The ordinance authorizes the municipality to forgo fair-market proceeds in exchange for demolition, redevelopment, and an income-targeted home. The municipality expects to collect roughly $10,000 from the disposal and says returning the 8,250-square-foot, R-1-zoned parcel at 6721 Teshlar Drive to active use would place it back on the tax rolls. The parcel was determined to be excess to municipal need before being listed for sale.

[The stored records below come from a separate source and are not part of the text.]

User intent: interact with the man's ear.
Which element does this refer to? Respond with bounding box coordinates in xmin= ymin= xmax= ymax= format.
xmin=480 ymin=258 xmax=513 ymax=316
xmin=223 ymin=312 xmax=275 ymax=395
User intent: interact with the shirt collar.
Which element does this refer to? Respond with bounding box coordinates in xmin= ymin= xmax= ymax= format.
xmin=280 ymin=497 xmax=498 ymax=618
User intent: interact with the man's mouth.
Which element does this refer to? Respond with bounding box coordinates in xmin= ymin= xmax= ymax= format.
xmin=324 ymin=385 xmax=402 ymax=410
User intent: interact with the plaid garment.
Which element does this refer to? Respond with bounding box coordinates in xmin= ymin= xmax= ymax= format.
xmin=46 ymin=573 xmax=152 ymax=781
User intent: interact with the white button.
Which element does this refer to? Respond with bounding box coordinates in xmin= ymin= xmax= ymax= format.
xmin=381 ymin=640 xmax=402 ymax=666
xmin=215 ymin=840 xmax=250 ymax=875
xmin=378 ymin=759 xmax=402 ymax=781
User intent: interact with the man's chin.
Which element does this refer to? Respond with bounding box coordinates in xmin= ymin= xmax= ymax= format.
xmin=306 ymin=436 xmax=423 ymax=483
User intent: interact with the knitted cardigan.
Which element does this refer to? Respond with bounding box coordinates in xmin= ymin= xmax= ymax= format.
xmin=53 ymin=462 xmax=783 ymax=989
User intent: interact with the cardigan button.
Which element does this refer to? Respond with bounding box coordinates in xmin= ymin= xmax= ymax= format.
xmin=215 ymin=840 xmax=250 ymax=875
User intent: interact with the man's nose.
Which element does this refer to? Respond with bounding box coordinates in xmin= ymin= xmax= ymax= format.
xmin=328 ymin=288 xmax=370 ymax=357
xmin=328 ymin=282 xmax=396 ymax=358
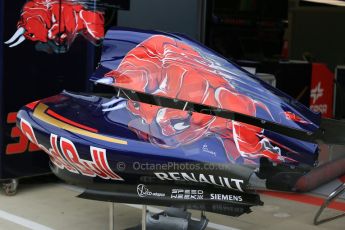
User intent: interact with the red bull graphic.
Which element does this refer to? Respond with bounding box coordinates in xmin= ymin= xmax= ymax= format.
xmin=5 ymin=0 xmax=104 ymax=53
xmin=310 ymin=63 xmax=334 ymax=118
xmin=103 ymin=35 xmax=308 ymax=164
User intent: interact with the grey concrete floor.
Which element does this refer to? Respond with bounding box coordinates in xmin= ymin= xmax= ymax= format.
xmin=0 ymin=182 xmax=345 ymax=230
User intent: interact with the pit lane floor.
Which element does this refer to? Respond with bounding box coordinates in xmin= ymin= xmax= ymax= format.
xmin=0 ymin=176 xmax=345 ymax=230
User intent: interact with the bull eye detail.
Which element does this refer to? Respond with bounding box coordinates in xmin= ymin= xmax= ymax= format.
xmin=133 ymin=102 xmax=140 ymax=110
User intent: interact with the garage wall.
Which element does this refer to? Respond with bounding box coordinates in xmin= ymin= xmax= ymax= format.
xmin=118 ymin=0 xmax=203 ymax=41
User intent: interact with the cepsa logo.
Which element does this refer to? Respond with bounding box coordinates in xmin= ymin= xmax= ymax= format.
xmin=20 ymin=119 xmax=123 ymax=180
xmin=5 ymin=112 xmax=40 ymax=155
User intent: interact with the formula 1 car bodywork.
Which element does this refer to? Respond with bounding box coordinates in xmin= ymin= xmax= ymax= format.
xmin=17 ymin=28 xmax=345 ymax=216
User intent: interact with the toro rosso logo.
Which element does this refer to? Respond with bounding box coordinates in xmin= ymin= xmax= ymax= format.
xmin=5 ymin=0 xmax=104 ymax=52
xmin=20 ymin=119 xmax=123 ymax=180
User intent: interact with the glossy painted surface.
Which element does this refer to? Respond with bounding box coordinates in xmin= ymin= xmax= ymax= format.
xmin=6 ymin=0 xmax=104 ymax=53
xmin=17 ymin=29 xmax=319 ymax=196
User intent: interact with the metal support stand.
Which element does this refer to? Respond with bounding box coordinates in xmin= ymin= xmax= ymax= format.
xmin=314 ymin=183 xmax=345 ymax=225
xmin=109 ymin=203 xmax=208 ymax=230
xmin=109 ymin=203 xmax=147 ymax=230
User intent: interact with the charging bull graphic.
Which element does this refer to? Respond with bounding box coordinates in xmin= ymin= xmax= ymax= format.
xmin=5 ymin=0 xmax=104 ymax=53
xmin=101 ymin=35 xmax=303 ymax=164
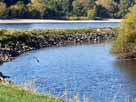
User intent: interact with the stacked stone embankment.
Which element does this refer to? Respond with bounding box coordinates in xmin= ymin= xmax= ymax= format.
xmin=0 ymin=28 xmax=117 ymax=64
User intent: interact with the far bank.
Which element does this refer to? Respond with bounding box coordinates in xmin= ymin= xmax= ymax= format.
xmin=0 ymin=19 xmax=123 ymax=24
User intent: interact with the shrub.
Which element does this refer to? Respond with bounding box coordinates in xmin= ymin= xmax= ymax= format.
xmin=112 ymin=6 xmax=136 ymax=56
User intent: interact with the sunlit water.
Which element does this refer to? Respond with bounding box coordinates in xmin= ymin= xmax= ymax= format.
xmin=0 ymin=44 xmax=136 ymax=102
xmin=0 ymin=22 xmax=120 ymax=29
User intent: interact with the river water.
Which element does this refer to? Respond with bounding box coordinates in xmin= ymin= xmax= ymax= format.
xmin=0 ymin=43 xmax=136 ymax=102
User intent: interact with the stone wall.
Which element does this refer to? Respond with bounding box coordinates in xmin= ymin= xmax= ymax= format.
xmin=0 ymin=28 xmax=117 ymax=64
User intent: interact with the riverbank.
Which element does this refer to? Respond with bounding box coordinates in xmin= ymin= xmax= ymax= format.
xmin=0 ymin=83 xmax=63 ymax=102
xmin=0 ymin=28 xmax=117 ymax=64
xmin=0 ymin=19 xmax=122 ymax=24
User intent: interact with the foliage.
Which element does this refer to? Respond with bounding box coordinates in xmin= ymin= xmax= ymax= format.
xmin=0 ymin=84 xmax=62 ymax=102
xmin=113 ymin=6 xmax=136 ymax=55
xmin=0 ymin=0 xmax=136 ymax=19
xmin=87 ymin=7 xmax=96 ymax=19
xmin=9 ymin=1 xmax=25 ymax=18
xmin=27 ymin=0 xmax=46 ymax=18
xmin=0 ymin=2 xmax=8 ymax=18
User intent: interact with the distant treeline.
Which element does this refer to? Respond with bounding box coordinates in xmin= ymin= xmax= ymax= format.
xmin=0 ymin=0 xmax=136 ymax=19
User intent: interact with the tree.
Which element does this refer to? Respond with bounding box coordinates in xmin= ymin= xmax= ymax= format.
xmin=96 ymin=0 xmax=118 ymax=18
xmin=1 ymin=0 xmax=31 ymax=6
xmin=9 ymin=1 xmax=25 ymax=18
xmin=113 ymin=6 xmax=136 ymax=57
xmin=0 ymin=2 xmax=7 ymax=18
xmin=72 ymin=0 xmax=94 ymax=16
xmin=27 ymin=0 xmax=46 ymax=18
xmin=87 ymin=6 xmax=96 ymax=19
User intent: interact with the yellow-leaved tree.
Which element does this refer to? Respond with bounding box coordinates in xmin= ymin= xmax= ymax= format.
xmin=112 ymin=5 xmax=136 ymax=58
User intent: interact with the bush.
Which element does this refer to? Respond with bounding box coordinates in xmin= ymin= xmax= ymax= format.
xmin=112 ymin=6 xmax=136 ymax=56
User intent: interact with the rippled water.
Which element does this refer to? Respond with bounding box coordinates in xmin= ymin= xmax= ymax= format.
xmin=0 ymin=22 xmax=120 ymax=29
xmin=0 ymin=44 xmax=136 ymax=102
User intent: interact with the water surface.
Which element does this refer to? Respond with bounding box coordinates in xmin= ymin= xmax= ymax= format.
xmin=0 ymin=44 xmax=136 ymax=102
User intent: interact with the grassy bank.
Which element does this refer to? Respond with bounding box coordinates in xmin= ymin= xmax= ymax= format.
xmin=0 ymin=84 xmax=62 ymax=102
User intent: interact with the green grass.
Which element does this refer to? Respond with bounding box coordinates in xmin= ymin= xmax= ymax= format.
xmin=0 ymin=84 xmax=62 ymax=102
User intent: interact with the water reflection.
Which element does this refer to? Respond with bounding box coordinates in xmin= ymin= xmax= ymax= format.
xmin=115 ymin=60 xmax=136 ymax=80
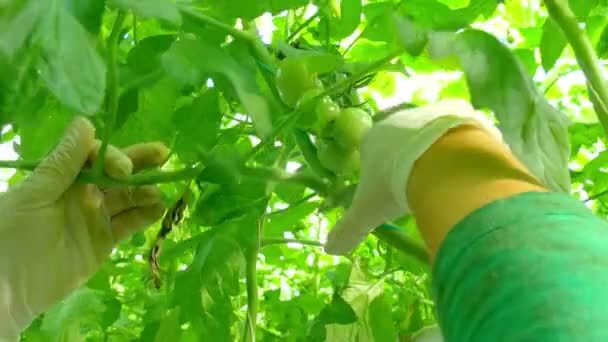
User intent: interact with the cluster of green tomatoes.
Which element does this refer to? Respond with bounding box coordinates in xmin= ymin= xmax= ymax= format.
xmin=276 ymin=58 xmax=373 ymax=175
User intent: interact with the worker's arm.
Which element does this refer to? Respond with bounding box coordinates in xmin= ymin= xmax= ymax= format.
xmin=407 ymin=124 xmax=546 ymax=260
xmin=327 ymin=100 xmax=608 ymax=342
xmin=0 ymin=118 xmax=168 ymax=341
xmin=407 ymin=125 xmax=608 ymax=341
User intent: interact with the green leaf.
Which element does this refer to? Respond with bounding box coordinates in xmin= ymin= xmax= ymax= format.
xmin=63 ymin=0 xmax=106 ymax=34
xmin=264 ymin=202 xmax=319 ymax=236
xmin=40 ymin=287 xmax=105 ymax=341
xmin=317 ymin=295 xmax=357 ymax=324
xmin=327 ymin=262 xmax=353 ymax=292
xmin=540 ymin=18 xmax=568 ymax=71
xmin=15 ymin=101 xmax=74 ymax=160
xmin=112 ymin=78 xmax=177 ymax=147
xmin=429 ymin=30 xmax=570 ymax=192
xmin=200 ymin=0 xmax=308 ymax=20
xmin=361 ymin=2 xmax=397 ymax=44
xmin=399 ymin=0 xmax=498 ymax=30
xmin=162 ymin=38 xmax=272 ymax=137
xmin=110 ymin=0 xmax=182 ymax=26
xmin=154 ymin=308 xmax=182 ymax=342
xmin=0 ymin=0 xmax=42 ymax=59
xmin=36 ymin=3 xmax=106 ymax=114
xmin=367 ymin=295 xmax=397 ymax=342
xmin=595 ymin=25 xmax=608 ymax=59
xmin=123 ymin=34 xmax=176 ymax=76
xmin=393 ymin=16 xmax=428 ymax=56
xmin=513 ymin=49 xmax=538 ymax=77
xmin=173 ymin=89 xmax=222 ymax=163
xmin=328 ymin=0 xmax=362 ymax=39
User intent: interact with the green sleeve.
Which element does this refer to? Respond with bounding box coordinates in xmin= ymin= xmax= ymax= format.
xmin=433 ymin=192 xmax=608 ymax=342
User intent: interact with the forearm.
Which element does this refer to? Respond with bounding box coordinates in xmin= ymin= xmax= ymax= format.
xmin=407 ymin=124 xmax=546 ymax=260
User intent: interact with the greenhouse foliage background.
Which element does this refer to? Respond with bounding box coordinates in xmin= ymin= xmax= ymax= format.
xmin=0 ymin=0 xmax=608 ymax=341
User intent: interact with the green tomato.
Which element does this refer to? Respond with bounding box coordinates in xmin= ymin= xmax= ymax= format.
xmin=296 ymin=88 xmax=323 ymax=129
xmin=317 ymin=140 xmax=361 ymax=175
xmin=333 ymin=108 xmax=373 ymax=149
xmin=275 ymin=58 xmax=319 ymax=107
xmin=314 ymin=96 xmax=341 ymax=134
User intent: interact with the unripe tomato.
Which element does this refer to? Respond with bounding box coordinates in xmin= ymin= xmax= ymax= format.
xmin=333 ymin=108 xmax=373 ymax=149
xmin=314 ymin=96 xmax=341 ymax=134
xmin=275 ymin=58 xmax=319 ymax=107
xmin=296 ymin=88 xmax=323 ymax=129
xmin=317 ymin=140 xmax=361 ymax=175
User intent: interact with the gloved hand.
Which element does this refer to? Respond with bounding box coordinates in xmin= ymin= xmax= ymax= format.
xmin=325 ymin=100 xmax=502 ymax=255
xmin=0 ymin=118 xmax=168 ymax=341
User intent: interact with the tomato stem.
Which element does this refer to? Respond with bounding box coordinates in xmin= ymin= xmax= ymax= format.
xmin=92 ymin=11 xmax=126 ymax=176
xmin=545 ymin=0 xmax=608 ymax=135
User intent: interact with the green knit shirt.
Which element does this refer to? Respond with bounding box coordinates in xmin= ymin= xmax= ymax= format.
xmin=433 ymin=192 xmax=608 ymax=342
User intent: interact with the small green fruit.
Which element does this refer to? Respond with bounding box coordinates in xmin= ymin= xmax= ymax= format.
xmin=314 ymin=96 xmax=341 ymax=134
xmin=333 ymin=108 xmax=373 ymax=149
xmin=296 ymin=87 xmax=323 ymax=129
xmin=275 ymin=58 xmax=319 ymax=107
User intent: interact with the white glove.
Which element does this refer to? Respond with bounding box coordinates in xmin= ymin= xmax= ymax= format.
xmin=0 ymin=118 xmax=167 ymax=341
xmin=325 ymin=100 xmax=502 ymax=255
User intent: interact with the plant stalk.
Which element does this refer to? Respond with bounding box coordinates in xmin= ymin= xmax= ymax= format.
xmin=92 ymin=11 xmax=126 ymax=176
xmin=545 ymin=0 xmax=608 ymax=135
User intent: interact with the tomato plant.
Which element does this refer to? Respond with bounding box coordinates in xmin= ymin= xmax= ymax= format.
xmin=0 ymin=0 xmax=608 ymax=341
xmin=333 ymin=108 xmax=372 ymax=148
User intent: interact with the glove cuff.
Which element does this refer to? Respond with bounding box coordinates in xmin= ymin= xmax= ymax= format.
xmin=389 ymin=100 xmax=509 ymax=213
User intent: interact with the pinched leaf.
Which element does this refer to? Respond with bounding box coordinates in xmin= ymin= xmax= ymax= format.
xmin=112 ymin=77 xmax=177 ymax=146
xmin=40 ymin=287 xmax=105 ymax=341
xmin=0 ymin=0 xmax=41 ymax=59
xmin=162 ymin=38 xmax=272 ymax=137
xmin=399 ymin=0 xmax=498 ymax=30
xmin=173 ymin=89 xmax=222 ymax=162
xmin=110 ymin=0 xmax=182 ymax=26
xmin=36 ymin=3 xmax=106 ymax=114
xmin=429 ymin=30 xmax=570 ymax=192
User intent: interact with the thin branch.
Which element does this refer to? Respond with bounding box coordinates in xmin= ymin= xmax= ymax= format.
xmin=93 ymin=11 xmax=126 ymax=176
xmin=285 ymin=11 xmax=319 ymax=43
xmin=545 ymin=0 xmax=608 ymax=134
xmin=120 ymin=69 xmax=165 ymax=94
xmin=241 ymin=167 xmax=329 ymax=194
xmin=243 ymin=218 xmax=264 ymax=342
xmin=261 ymin=238 xmax=323 ymax=248
xmin=374 ymin=224 xmax=430 ymax=265
xmin=372 ymin=102 xmax=418 ymax=122
xmin=264 ymin=194 xmax=318 ymax=217
xmin=246 ymin=50 xmax=403 ymax=159
xmin=293 ymin=129 xmax=335 ymax=180
xmin=0 ymin=160 xmax=40 ymax=171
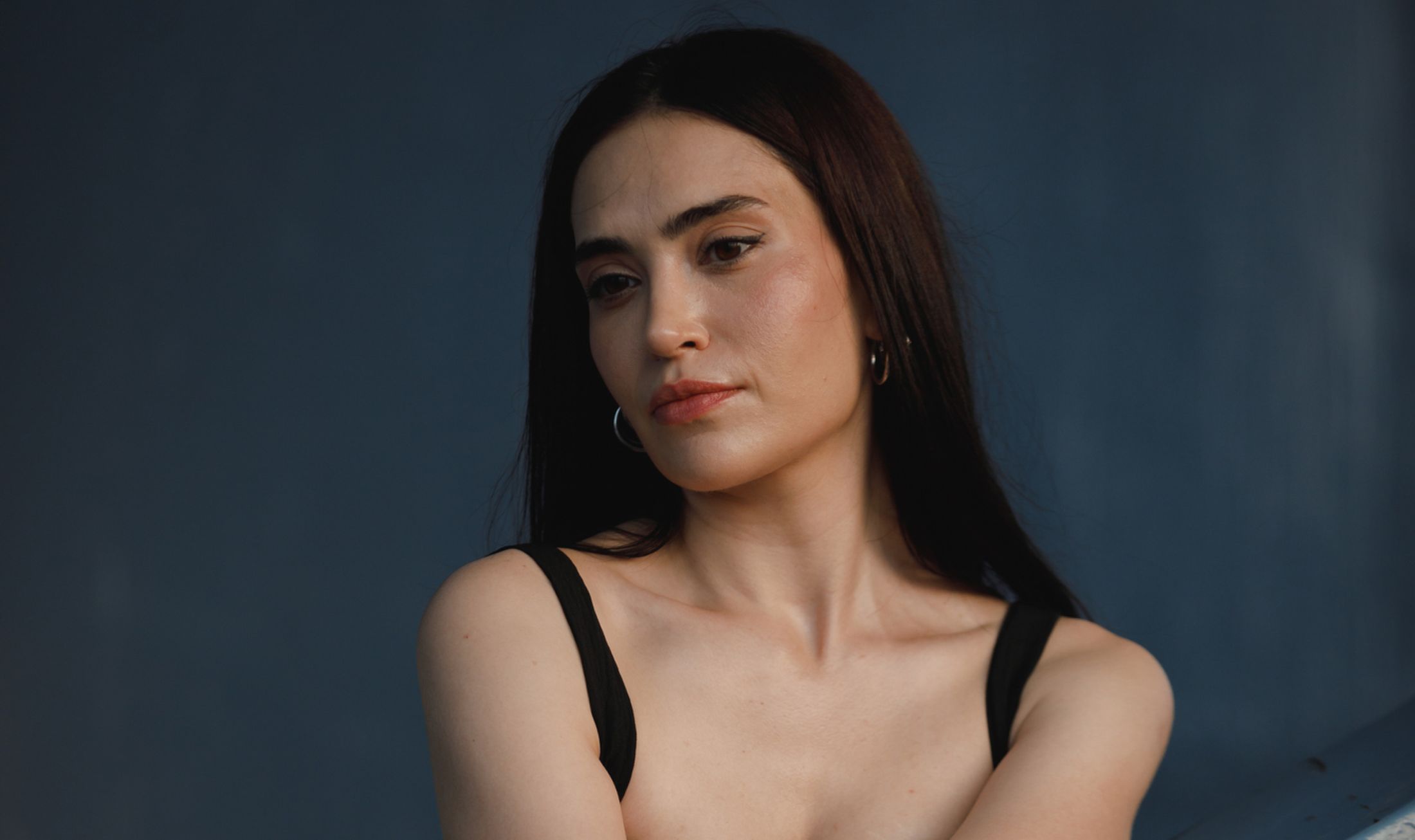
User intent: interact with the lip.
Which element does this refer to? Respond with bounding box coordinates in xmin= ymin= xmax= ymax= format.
xmin=653 ymin=387 xmax=742 ymax=426
xmin=650 ymin=379 xmax=742 ymax=425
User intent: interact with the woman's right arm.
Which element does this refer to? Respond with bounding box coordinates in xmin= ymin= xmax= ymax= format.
xmin=417 ymin=549 xmax=624 ymax=840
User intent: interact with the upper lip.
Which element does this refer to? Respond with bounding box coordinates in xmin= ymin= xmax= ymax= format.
xmin=648 ymin=379 xmax=737 ymax=414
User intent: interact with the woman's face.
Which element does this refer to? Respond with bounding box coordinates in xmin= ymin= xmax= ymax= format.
xmin=571 ymin=112 xmax=879 ymax=491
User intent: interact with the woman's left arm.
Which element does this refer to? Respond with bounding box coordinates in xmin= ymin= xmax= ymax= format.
xmin=951 ymin=636 xmax=1174 ymax=840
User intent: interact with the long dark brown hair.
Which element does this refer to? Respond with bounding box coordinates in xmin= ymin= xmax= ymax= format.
xmin=486 ymin=24 xmax=1090 ymax=618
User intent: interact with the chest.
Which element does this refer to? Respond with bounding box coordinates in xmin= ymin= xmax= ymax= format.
xmin=606 ymin=594 xmax=992 ymax=840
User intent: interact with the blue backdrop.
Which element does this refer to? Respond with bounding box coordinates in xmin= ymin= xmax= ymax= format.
xmin=0 ymin=0 xmax=1415 ymax=840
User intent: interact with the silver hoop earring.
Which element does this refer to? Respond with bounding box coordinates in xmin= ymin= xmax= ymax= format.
xmin=870 ymin=341 xmax=889 ymax=385
xmin=614 ymin=406 xmax=644 ymax=453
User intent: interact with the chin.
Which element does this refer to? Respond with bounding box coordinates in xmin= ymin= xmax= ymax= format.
xmin=651 ymin=437 xmax=784 ymax=493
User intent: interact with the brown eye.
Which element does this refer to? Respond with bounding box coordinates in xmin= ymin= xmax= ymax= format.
xmin=585 ymin=275 xmax=632 ymax=300
xmin=706 ymin=233 xmax=762 ymax=263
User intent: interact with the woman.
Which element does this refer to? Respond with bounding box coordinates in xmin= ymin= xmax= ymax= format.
xmin=419 ymin=27 xmax=1173 ymax=840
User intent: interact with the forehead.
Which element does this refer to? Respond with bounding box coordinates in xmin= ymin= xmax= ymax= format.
xmin=571 ymin=113 xmax=794 ymax=239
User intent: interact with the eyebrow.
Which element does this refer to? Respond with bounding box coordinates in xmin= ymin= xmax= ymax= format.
xmin=574 ymin=195 xmax=770 ymax=266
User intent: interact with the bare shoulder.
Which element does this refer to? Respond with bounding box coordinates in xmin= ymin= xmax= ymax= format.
xmin=417 ymin=549 xmax=624 ymax=840
xmin=1037 ymin=615 xmax=1173 ymax=707
xmin=953 ymin=617 xmax=1174 ymax=840
xmin=1018 ymin=615 xmax=1174 ymax=772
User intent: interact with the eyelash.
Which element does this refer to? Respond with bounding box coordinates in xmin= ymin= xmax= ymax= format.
xmin=585 ymin=233 xmax=763 ymax=300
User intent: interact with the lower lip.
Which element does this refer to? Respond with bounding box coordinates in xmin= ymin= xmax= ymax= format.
xmin=653 ymin=387 xmax=742 ymax=426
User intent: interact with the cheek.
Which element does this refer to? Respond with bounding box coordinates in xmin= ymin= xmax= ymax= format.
xmin=740 ymin=248 xmax=859 ymax=399
xmin=590 ymin=321 xmax=632 ymax=396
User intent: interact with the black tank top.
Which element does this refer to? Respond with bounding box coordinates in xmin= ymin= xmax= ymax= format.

The house on the parcel was severely damaged by fire in 2024. The previous owner, Lakeview Loan Servicing, missed a June 20, 2025, deadline to apply for a repair or demolition permit. After fines and civil penalties were recorded, Lakeview donated the property to the municipality rather than pay them. The municipality ran a competitive sealed-bid process with a $5,000 minimum that closed June 2 with no compliant offers. Cook Inlet Housing Authority submitted a bid by the due date proposing a single-family home instead of the required multi-unit plan. A subsequent well inspection found the site could support only three bedrooms, effectively ruling out multi-unit development. Given those well limitations, the municipality determined the $10,500 bid was in its best interest.
If the Assembly approves the ordinance, Cook Inlet Housing Authority must demolish the structure within 120 days of deed recordation and complete a single-family home within five years, evidenced by a Certificate of Occupancy. If either deadline is missed, the property reverts to the municipality and is placed back into general real estate inventory. The ordinance would take effect immediately upon passage.
The transfer fits a broader 2026 push to add housing across the city. The ordinance states that "Redevelopment of this parcel will support the Mayor's Housing Strategy '10,000 Homes in Ten Years' and remove a blighted property from the neighborhood," a rationale submitted by Mayor Suzanne M. LaFrance. The Assembly has also considered a missing middle housing overlay and first-time homebuyer tax incentives this year. Some Anchorage residents and housing advocates have raised transparency and fairness concerns about direct conveyances to nonprofits after failed competitive bids. This disposal illustrates that tension: the sealed-bid process produced no compliant offers, and the municipality subsequently accepted Cook Inlet Housing Authority's noncompliant bid after the well-capacity finding changed the feasible development scope.